Una delle più potenti armi di Putin nelle sue “guerre ibride” è la disinformazione, o la deliberata manipolazione dei media, che lui utilizza per creare delle grandi falsità atte a mascherare le sue aggressive ambizioni e azioni imperialistiche.

Per coloro che non hanno una certa familiarità con l’Est d’Europa, la guerra attualmente in corso in Ucraina orientale è difficile da capire. Naturalmente, il presidente russo Vladimir Putin vuol far credere che si tratta di una guerra “civile” per l’indipendenza di coloro che parlano e che hanno prevalentemente tradizioni russe in Ucraina orientale, dai nativi dell’Ucraina centrale e occidentale. La sua macchina propagandistica ben oliata e ben finanziata ha usato molto tempo, denaro e sforzi per convincere il mondo occidentale che il governo ucraino è dominato da forze fasciste ultra-nazionaliste che si sono impossessate del potere nel 2014 con un illegale colpo di stato; ma mescolando ancora di più le acque, continua a sostenere che le forze russe non sono coinvolte nell’acquisizione della Crimea e che non ci sono soldati russi che combattono in Ucraina orientale.
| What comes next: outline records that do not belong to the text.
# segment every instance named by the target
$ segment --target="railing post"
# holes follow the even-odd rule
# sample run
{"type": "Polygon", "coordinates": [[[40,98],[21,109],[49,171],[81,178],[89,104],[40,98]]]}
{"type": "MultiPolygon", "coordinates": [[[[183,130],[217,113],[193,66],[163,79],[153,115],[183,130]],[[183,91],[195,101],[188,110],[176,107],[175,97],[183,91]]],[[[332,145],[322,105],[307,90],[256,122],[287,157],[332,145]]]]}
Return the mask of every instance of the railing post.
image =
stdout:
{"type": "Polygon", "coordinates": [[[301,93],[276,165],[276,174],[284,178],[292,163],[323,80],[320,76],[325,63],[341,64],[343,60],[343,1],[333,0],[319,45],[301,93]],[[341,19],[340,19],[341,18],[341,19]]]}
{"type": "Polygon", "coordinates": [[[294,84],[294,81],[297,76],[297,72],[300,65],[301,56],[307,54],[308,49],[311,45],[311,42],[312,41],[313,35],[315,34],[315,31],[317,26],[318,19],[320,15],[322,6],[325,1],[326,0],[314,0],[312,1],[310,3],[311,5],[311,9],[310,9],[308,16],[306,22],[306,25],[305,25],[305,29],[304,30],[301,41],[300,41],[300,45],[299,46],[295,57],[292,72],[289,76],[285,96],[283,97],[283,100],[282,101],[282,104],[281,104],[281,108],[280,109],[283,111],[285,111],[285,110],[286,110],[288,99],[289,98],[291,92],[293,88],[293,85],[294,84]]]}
Naturalmente, poche persone si sono prese la briga di verificare i fatti, e queste si sono rese conto che le “chiacchiere” che arrivano da Mosca non possono avere un senso logico; ma la cosa peggiore, è che ciò dimostra chiaramente che oggi, una delle più potenti forze dei vari settori, è l’informazione, che da Putin viene usata nella sua forma peggiore: disinformazione, o manipolazione deliberata per creare verità alternative alle quali la gente, sia per pigrizia o per mancanza di tempo, aderisce passivamente e poi si comporta e ragiona di conseguenza.
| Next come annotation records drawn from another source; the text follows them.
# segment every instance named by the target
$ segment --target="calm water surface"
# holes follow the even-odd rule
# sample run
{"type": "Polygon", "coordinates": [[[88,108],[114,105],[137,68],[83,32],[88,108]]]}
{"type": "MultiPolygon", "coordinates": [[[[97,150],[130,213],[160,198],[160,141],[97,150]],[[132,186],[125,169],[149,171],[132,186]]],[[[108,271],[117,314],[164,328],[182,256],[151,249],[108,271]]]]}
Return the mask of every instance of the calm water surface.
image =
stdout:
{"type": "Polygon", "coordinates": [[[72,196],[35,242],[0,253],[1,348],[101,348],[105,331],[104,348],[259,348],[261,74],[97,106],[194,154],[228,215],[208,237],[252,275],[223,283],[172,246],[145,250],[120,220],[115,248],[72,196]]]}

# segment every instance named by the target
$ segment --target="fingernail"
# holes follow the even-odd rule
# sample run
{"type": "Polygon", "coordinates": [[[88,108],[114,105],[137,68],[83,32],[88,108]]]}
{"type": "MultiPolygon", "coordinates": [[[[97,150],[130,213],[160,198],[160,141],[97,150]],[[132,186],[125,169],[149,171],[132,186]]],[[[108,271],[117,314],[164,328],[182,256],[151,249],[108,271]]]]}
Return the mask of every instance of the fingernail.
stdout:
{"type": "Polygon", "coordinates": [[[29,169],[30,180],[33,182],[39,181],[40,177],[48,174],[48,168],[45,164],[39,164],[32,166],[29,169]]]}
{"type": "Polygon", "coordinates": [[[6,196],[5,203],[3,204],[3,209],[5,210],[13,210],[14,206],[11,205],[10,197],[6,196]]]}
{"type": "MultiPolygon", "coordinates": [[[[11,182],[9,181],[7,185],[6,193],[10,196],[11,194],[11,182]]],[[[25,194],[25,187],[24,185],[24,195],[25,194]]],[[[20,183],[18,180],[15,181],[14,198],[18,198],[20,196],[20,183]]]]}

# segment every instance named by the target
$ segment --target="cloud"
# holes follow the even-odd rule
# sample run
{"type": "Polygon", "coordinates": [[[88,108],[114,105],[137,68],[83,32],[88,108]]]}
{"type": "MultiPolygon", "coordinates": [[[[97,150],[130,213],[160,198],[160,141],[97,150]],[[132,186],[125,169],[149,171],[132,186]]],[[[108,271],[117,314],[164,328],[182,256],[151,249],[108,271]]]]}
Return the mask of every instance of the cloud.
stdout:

La manipolazione messa in piedi dal Cremlino, si muove in varie forme. Ci sono i canali media russi come Russia Today e Sputnik, che forniscono notizie “alternative” – o più propriamente create – dai propagandisti russi. C’è anche un vasto esercito di troll e di programmi automatici, definiti bot, che mascherano le identità russe e inondano i canali internet e social media con disinformazione, diffamazione, accuse e false proteste. Coloro che creano i maggiori problemi comunque, sono le reti dei cosiddetti esperti accademici e politici di tutto il mondo, che si atteggiano da “indipendenti”, ma che in realtà sono stra-pagati, per plasmare analisi, opinioni o fatti che poi inviano ad autorevoli media occidentali facendoli passare per “materiale esclusivo” ed estremamente autorevole, quando invece non sono altro che perpetuazioni di falsità, distorsioni e calunnie contro l’Ucraina, la sua gente e il suo governo.

L’ambito della guerra di disinformazione di Putin è diventata molto chiara nel corso dello scorso anno, quando abbiamo scoperto i dettagli del coinvolgimento del Cremlino nella campagna elettorale statunitense. I servizi di intelligence russi, per raggiungere i loro obiettivi politici, spendono ogni anno centinaia di milioni di dollari per forgiare false storie, voci, “fatti alternativi” e invenzioni da pubblicare nella stampa regolare occidentale e sui social media. Praticamente tutti i media russi sono strettamente controllati dal governo, e troppo spesso i media occidentali “creduloni” tendono ad accettare il materiale che pubblicano come legittimo giornalismo, quando invece non è altro che fuffa.

Prendiamo ad esempio la guerra in Ucraina orientale. La posizione ufficiale “spinta” dal Cremlino è che i “ribelli” sono nativi locali o separatisti ucraini, che fino a poco tempo fa facevano gli agricoltori o i minatori, i quali hanno deciso d’imbracciare le armi che avevano in casa e si sono messi a combattere contro l’illegale governo fascista di Kiev.

A parte che la sola dichiarazione, se pensiamo a quante armi ci sono in Ucraina Orientale – carri armati, missili, veicoli corazzati, sistemi anti-aerei, sofisticata tecnologia militare russa – fa ridere anche i polli. Come può un agricoltore usare dalla mattina alla sera un sistema anti-aereo? Come può un minatore, smettere la pala e il giorno dopo usare disinvoltamente un carro armato? Ma poi, ci sono una caterva di prove, che vanno dalle immagini satellitari, dati di intelligence, foto di militari russi, video amatoriali di persone locali, dichiarazioni di soldati e catture di soldati regolari russi che contraddicono le dichiarazioni di Putin e dei suoi accoliti.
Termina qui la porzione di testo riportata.